The first Sensory Ladders were made in 2001 for adults with sensory integration difficulties receiving help with mental health difficulties in Cornwall. Influenced by the paediatric Alert Program, they offered therapists a way to combine Dialectical Behaviour Therapy and Ayres’ Sensory Integration, addressing the development of the person’s self-awareness in collaboration with ward staff on an acute psychiatric inpatient unit.
The need to start with the person where they are at, before introducing learning about new ways of being, including the development of new skills, made it necessary for the Sensory Ladder to remain a very individualised and personalised journey within a close safe therapeutic relationship.
Both Ayres’ Sensory Integration(ASI) and Dialectical Behaviour Therapy(DBT) share a common understanding that development and change can only occur within a safe environment.
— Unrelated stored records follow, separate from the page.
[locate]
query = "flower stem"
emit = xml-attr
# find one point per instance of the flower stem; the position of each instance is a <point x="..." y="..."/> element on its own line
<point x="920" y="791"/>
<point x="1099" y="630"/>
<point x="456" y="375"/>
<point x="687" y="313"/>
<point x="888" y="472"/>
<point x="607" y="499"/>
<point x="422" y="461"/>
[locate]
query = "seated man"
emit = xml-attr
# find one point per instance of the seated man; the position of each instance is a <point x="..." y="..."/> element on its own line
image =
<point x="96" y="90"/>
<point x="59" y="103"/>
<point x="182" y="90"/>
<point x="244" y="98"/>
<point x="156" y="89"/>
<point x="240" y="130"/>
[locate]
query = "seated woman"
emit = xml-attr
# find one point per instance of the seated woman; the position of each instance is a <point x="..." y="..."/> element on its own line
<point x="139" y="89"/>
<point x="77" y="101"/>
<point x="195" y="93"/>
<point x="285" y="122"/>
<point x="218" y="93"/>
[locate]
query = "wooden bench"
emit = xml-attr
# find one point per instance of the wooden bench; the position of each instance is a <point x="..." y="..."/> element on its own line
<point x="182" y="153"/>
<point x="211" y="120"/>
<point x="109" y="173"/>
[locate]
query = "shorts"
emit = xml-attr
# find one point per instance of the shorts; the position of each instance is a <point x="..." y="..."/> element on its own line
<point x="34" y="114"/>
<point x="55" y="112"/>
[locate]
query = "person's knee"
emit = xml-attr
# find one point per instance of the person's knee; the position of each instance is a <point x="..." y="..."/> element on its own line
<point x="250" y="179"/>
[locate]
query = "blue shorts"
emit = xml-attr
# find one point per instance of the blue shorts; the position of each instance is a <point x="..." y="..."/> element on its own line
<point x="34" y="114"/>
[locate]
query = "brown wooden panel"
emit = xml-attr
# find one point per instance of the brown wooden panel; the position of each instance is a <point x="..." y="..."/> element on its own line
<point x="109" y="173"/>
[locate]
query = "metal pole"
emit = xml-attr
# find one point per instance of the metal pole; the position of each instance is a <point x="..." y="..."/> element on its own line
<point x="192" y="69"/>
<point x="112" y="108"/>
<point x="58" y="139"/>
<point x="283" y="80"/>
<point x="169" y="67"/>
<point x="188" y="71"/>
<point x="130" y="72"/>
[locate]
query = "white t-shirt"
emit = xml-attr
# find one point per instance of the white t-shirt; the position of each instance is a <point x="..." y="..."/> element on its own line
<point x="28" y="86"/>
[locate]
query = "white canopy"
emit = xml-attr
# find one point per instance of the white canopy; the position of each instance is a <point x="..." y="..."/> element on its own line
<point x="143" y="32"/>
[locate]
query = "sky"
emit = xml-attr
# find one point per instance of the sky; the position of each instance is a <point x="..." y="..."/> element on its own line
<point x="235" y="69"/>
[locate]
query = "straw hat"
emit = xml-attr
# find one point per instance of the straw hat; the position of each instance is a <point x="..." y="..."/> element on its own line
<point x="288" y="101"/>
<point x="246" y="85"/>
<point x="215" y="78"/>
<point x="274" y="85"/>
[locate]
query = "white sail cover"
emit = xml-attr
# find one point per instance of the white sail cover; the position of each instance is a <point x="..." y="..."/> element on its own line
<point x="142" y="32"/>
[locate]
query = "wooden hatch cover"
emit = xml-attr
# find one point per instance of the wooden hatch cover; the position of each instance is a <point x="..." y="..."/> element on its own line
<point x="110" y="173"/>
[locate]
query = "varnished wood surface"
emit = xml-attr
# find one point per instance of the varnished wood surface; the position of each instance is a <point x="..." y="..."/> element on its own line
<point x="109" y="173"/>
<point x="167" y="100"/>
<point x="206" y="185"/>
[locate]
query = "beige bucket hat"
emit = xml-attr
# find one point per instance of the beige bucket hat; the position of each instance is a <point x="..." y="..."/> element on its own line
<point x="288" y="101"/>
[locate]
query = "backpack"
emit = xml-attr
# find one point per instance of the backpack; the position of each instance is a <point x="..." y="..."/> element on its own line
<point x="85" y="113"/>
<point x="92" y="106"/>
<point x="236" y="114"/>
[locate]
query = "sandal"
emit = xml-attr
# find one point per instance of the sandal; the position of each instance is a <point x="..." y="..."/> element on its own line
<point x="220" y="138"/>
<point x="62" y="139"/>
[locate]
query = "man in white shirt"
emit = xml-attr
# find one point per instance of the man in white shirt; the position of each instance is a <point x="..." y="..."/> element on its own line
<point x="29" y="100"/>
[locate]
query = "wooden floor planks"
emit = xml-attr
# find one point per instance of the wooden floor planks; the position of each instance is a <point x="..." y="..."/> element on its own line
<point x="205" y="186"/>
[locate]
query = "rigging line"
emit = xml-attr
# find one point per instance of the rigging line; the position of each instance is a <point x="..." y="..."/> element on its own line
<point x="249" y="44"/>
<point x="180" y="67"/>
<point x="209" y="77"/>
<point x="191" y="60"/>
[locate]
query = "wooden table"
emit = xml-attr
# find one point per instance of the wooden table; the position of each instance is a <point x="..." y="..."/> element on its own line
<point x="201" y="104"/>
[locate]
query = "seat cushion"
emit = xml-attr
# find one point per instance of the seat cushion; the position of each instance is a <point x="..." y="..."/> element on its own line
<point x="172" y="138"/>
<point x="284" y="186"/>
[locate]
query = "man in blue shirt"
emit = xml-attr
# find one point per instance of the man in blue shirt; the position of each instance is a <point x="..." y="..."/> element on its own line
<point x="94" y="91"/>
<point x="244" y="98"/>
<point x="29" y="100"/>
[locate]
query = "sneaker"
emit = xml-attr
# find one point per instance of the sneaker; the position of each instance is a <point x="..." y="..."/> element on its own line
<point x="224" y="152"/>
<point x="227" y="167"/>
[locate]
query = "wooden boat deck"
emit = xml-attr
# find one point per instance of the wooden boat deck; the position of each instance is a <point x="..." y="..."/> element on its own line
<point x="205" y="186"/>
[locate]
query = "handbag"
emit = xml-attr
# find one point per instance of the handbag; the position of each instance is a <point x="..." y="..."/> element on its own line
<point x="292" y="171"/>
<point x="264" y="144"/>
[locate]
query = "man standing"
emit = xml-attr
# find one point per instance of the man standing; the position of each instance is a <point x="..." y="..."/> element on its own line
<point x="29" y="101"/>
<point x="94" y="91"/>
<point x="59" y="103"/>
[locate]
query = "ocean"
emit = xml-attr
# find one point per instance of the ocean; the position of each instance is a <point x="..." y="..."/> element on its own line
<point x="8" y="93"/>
The DBT idea of balancing safety and challenge reverberates strongly with Ayres’ concept of the ‘just right challenge’.
Creating a Sensory Ladder is about creating opportunities for an adult or child to learn to become aware of themselves in a new way – to explore and discover new things about mind, body and brain. It allows the therapist and person to do “curious wondering” together, and for the person to try new things – creating and promoting active but informed risk-taking; testing how we might feel and experience something when we do it differently; new ways of being – new ways of responding.
Making and using a Sensory Ladder is about the journey together within a safe therapeutic relationship. It’s about getting to see and know someone in a very different way, getting underneath the skin of behaviours that are perhaps being described by others as tricky or challenging.
The Sensory Ladder facilitates the reframing of behaviour that are a result of sensory integration challenges, providing the first step of acceptance of the behaviour necessary before strategies and therapy support development and change to happen.